Here are my numbers for the week (I changed some terms to reflect common nomenclature, and added my starting values to each so I can see where I was without looking at old blogs.)

  • TDEE: 3864
  • Calories Consumed: 1983
  • Calorie Deficit: 1881
  • Physical Activity: 70 minutes
  • Steps: 10241
  • Weight Loss for the Week: 0 Pounds
  • Total Weight Loss: 74 Pounds
  • Current Weight: 276
  • Waist: 48.5 (Starting: 58)
  • Neck: 17.5 (Starting: 19.5)
  • Hips: 43 (Starting: 47)
  • Chest: 48.5 (Starting 53)
  • Chest Over Arms: 57.5 (Starting 63)
  • Bicep: 16 (Starting: 15.75)
  • Thigh: 26 (Starting: 28.5)
  • BMI: 38.5 (Starting 48.8)
  • Body Fat %: 26.3 (Starting 38%)

This week, I have successfully increased my calorie intake to 2000. I averaged 1983 per day for the week. I would say it is hard to get much closer than that. I also incorporated a second rest day into my schedule. I have to say the additional rest day is a real bonus, as I am not as sore for the entire week. I was still able to average over 10k steps per day for the week.

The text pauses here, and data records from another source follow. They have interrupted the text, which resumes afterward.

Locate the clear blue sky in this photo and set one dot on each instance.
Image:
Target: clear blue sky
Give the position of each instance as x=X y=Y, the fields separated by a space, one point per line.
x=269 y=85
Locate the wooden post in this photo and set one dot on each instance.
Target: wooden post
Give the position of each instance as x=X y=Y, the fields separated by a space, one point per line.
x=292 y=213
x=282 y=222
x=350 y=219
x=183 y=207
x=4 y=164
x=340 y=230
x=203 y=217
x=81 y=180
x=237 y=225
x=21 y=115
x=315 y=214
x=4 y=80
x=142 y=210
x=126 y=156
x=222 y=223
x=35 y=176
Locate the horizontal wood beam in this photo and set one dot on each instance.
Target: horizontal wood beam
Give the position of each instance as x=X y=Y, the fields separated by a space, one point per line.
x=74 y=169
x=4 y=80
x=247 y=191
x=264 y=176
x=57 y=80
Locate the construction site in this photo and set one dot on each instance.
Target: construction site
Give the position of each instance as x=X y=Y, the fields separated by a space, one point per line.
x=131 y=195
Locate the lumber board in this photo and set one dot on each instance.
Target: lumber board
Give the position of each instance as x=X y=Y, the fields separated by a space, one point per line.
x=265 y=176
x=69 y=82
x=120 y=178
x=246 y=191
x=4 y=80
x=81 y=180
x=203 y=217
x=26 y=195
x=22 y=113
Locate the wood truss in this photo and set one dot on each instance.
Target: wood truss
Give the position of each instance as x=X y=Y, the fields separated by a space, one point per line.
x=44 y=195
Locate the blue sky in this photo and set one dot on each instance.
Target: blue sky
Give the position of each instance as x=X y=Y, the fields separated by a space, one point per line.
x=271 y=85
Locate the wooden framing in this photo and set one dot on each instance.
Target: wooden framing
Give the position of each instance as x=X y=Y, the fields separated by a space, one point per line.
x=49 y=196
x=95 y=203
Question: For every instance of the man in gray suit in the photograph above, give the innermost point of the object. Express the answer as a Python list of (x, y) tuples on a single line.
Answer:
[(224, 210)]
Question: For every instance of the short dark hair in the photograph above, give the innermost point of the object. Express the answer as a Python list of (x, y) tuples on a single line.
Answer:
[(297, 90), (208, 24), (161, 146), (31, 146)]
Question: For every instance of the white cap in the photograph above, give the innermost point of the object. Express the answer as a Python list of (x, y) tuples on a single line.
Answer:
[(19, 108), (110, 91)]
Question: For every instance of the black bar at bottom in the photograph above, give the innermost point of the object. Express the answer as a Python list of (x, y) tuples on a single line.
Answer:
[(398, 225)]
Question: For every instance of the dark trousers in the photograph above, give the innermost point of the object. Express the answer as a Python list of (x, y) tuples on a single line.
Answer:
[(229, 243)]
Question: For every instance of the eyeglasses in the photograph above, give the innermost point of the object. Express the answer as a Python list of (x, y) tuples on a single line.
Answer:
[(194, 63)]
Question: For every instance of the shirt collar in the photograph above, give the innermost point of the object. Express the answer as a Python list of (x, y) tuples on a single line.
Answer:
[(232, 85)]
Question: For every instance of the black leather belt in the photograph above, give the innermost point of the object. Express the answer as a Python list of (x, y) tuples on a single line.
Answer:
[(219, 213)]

I just have to remember, rest day, does not mean sit on the couch all day.

This week, I also added in some body weight workouts using Jefit and broke out the old resistance bands for some strength training. If you don't  think you can do strength training with a resistance band, my arms will argue that point.

Mentally, this week has been good. I have remained in a pretty good mood for most of the week. I attribute that to the increase in calories and the extra rest day.

I still need to work on sleep. I am going to continue to try to get to bed before midnight. I did it once last week, and that is one more time than I have done it in the past year, but I am going to work harder at that.



12 votes + -


BeingKevin wrote 65 months ago:
Great attitude, I am glad to hear you are doing well mentally - especially with the knee injury and such. Not easy to do. Great job.
Bepositivenow21 wrote 65 months ago:
That is great weight loss and deciding on skipping some days and focusing on strength training is awesome!
ChanaRo wrote 65 months ago:
Also remember that as you build muscle, which weighs more per square inch than fat, your weight can remain the same or even go up some weeks, but that doesn't mean that positive changes aren't taking place! Measurements and body fat percentage are good indicators of your success. Way to go!
darcyinmo wrote 65 months ago:
LOL! My hips are only 2" smaller than yours and I'm only 5'4" and a girl. Soon you will have smaller hips than me! Been watching your workouts this week ---- applause, applause! So glad your knee is feeling better. And as far as the sodium....a few days of water, water, water should take care of that and next week should be better - hopefully! (you know how tricky the old body is!) So inspired and motivated from you as always!!!
hanniejong wrote 64 months ago:
Well said Tom, we forget that although we may not be losing weight we are losing inches/cm's and thatt is just as good. My clothes felt tight last week but I notice this week they feel looser.